Update Task Definition: Once the image is pushed to ECR, we're going to update the task definition with the id of that image that has just been pushed to ECR. We're getting the image id from the output of the previous step.

- name: Fill in the new image ID in the AWS ECS task definition
  id: task-def
  uses: aws-actions/amazon-ecs-render-task-definition@v1
  with:
    task-definition: task-definition.json
    container-name: nodejs-app-container
    image: ${{ steps.build-image.outputs.image }}

Deploy Task Definition: Finally, we need to deploy this task definition so that ECS service will use this updated task definition file to create ECS tasks. Existing task will be shut down.

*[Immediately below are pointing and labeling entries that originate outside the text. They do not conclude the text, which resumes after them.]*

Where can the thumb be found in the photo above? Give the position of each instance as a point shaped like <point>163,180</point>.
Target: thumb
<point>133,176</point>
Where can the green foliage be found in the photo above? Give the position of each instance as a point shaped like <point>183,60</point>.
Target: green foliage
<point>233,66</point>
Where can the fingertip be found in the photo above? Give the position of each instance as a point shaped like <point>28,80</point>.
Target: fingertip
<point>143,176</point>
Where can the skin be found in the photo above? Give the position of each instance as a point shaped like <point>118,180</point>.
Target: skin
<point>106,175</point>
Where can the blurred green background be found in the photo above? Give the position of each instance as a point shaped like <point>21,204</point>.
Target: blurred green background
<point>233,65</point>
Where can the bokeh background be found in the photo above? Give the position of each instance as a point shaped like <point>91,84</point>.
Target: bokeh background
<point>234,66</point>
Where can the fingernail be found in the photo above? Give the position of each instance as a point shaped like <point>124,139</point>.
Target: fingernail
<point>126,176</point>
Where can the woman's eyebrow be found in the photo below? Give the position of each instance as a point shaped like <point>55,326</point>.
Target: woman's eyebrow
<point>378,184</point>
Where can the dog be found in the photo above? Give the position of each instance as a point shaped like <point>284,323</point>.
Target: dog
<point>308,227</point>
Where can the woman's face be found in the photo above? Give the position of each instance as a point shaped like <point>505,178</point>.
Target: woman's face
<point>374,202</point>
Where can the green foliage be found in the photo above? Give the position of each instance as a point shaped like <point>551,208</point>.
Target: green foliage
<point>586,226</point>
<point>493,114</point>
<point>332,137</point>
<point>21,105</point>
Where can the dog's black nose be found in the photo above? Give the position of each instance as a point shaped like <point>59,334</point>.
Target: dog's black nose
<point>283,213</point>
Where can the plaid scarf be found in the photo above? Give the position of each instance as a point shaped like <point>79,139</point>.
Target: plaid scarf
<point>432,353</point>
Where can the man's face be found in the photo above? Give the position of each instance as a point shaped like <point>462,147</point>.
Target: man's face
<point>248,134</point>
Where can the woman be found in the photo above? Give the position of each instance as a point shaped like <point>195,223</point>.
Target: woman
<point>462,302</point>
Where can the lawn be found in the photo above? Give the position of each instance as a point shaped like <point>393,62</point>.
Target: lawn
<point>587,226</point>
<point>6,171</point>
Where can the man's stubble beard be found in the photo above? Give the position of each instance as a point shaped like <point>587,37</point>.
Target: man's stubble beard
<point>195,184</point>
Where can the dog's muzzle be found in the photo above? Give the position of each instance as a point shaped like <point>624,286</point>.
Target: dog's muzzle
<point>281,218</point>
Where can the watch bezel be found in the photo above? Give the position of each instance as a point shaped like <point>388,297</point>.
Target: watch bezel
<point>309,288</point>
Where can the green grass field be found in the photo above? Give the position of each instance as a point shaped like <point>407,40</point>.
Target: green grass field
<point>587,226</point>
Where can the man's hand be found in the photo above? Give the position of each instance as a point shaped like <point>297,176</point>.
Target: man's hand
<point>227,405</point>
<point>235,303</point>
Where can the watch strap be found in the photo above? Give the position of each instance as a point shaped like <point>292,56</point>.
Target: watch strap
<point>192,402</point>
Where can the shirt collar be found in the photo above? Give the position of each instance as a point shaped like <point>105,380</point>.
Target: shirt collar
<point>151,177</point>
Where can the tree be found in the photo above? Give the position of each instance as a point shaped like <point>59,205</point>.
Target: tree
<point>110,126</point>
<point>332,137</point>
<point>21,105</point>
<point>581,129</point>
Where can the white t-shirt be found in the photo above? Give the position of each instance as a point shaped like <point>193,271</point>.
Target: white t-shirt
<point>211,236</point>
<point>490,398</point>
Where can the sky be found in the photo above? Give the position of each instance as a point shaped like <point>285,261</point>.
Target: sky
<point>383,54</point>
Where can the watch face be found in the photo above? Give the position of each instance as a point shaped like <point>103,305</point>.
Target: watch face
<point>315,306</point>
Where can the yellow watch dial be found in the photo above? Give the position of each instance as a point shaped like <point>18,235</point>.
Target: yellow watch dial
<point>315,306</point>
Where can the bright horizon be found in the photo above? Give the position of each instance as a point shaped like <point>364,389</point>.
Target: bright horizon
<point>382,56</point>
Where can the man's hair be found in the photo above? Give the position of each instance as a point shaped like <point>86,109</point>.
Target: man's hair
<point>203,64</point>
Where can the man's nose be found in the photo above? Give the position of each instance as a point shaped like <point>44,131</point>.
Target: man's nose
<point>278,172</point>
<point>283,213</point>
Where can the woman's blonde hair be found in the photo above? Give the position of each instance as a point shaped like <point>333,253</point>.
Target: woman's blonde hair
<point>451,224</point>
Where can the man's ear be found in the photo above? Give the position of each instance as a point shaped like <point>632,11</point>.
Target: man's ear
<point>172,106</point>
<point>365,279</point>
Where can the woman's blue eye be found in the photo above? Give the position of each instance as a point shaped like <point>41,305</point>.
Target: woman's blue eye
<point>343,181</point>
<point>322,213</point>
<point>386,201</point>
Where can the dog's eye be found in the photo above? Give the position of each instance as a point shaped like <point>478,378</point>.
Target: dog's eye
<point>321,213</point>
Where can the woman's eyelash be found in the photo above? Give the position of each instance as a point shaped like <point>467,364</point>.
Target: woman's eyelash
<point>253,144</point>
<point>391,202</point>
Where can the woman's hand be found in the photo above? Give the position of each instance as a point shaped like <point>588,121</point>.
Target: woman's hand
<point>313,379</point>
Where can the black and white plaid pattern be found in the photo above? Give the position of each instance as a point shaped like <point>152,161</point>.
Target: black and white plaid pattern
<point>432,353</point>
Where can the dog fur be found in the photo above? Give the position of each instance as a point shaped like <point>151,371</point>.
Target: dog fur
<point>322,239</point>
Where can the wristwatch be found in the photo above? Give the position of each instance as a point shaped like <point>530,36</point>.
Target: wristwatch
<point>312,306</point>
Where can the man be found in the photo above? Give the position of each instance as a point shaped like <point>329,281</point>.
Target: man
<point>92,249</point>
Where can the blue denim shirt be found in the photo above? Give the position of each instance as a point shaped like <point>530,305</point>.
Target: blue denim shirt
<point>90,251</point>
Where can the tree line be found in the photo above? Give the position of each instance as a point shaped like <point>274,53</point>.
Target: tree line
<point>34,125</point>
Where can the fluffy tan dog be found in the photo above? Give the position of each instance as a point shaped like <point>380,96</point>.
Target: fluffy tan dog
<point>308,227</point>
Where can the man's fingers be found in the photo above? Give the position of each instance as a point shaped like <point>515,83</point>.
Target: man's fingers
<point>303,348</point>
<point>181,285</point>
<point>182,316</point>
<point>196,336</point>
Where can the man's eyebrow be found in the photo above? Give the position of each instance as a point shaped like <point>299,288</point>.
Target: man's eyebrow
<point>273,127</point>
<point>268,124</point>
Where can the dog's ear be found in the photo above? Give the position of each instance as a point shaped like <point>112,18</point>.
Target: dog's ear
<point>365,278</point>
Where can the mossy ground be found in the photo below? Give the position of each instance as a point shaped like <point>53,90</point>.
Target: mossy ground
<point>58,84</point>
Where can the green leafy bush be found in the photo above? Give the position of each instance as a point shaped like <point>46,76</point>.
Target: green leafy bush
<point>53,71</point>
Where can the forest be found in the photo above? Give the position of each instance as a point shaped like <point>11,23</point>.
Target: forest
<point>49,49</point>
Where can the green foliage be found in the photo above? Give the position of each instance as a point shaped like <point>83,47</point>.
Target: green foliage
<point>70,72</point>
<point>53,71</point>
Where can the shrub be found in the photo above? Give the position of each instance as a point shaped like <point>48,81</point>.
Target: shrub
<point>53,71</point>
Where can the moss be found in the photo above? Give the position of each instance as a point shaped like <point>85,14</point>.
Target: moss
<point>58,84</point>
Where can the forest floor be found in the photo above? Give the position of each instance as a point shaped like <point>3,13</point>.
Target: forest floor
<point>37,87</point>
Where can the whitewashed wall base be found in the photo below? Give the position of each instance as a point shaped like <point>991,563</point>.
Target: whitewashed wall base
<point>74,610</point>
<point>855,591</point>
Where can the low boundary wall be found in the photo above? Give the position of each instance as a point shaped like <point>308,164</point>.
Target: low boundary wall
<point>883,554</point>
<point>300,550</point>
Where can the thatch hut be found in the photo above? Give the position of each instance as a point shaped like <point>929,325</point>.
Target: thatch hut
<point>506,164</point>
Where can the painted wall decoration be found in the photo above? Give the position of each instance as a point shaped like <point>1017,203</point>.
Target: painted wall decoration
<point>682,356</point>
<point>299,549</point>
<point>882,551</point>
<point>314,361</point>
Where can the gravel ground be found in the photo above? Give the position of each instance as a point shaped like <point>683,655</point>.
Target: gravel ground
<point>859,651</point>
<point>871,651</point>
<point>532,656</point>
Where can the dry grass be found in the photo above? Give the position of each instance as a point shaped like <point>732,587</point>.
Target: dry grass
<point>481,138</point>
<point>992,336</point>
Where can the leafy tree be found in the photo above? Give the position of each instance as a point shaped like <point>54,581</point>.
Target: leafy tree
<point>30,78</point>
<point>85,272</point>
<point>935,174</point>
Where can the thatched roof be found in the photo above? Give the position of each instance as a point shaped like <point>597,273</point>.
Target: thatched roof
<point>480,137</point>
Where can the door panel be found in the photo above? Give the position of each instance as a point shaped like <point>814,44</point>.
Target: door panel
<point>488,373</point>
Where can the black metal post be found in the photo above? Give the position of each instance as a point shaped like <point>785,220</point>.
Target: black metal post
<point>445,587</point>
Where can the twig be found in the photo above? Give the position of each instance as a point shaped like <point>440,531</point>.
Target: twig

- name: Deploy AWS ECS task definition
        uses: aws-actions/amazon-ecs-deploy-task-definition@v1
        with:
          task-definition: ${{ steps.task-def.outputs.task-definition }}
          service: fargate-node-service
          cluster: fargate-node-cluster

Complete Github workflow file code

name: build & deploy nodejs app to fargate

on: [push]

jobs:
  deploy-nodejs-app-fargate:
    runs-on: ubuntu-latest
    permissions:
      id-token: write
      contents: read
    steps:
      - name: checkout code
        uses: actions/checkout@v3
      - name: Configure AWS Credentials
        uses: aws-actions/configure-aws-credentials@v1
        with:
          role-to-assume: arn:aws:iam::853185881679:role/github-actions
          aws-region: us-east-1
      - name: Login to AWS ECR
        id: login-ecr
        uses: aws-actions/amazon-ecr-login@v1
      - name: Download task definition
        run: |
          aws ecs describe-task-definition --task-definition fargate-node-task-defn --query taskDefinition > task-definition.json
      - name: Build, tag, and push image to Amazon
        id: build-image
        env:
          ECR_REGISTRY: ${{ steps.login-ecr.outputs.registry }}
          ECR_REPOSITORY: nodejs-app
          IMAGE_TAG: latest
        run: |
          docker build -t $ECR_REGISTRY/$ECR_REPOSITORY:$IMAGE_TAG .
          docker push $ECR_REGISTRY/$ECR_REPOSITORY:$IMAGE_TAG
          echo "::set-output name=image::$ECR_REGISTRY/$ECR_REPOSITORY:$IMAGE_TAG"
      - name: Fill in the new image ID in the AWS ECS task definition
        id: task-def
        uses: aws-actions/amazon-ecs-render-task-definition@v1
        with:
          task-definition: task-definition.json
          container-name: nodejs-app-container
          image: ${{ steps.build-image.outputs.image }}
      - name: Deploy AWS ECS task definition
        uses: aws-actions/amazon-ecs-deploy-task-definition@v1
        with:
          task-definition: ${{ steps.task-def.outputs.task-definition }}
          service: fargate-node-service
          cluster: fargate-node-cluster
          wait-for-service-stability: true

Please note that we've added permissions to read the contents of the token generated by AWS.

Once the Github job is executed, you can access the application load balancer url and you'll be able to see products(which comes from / endpoint of our nodejs app.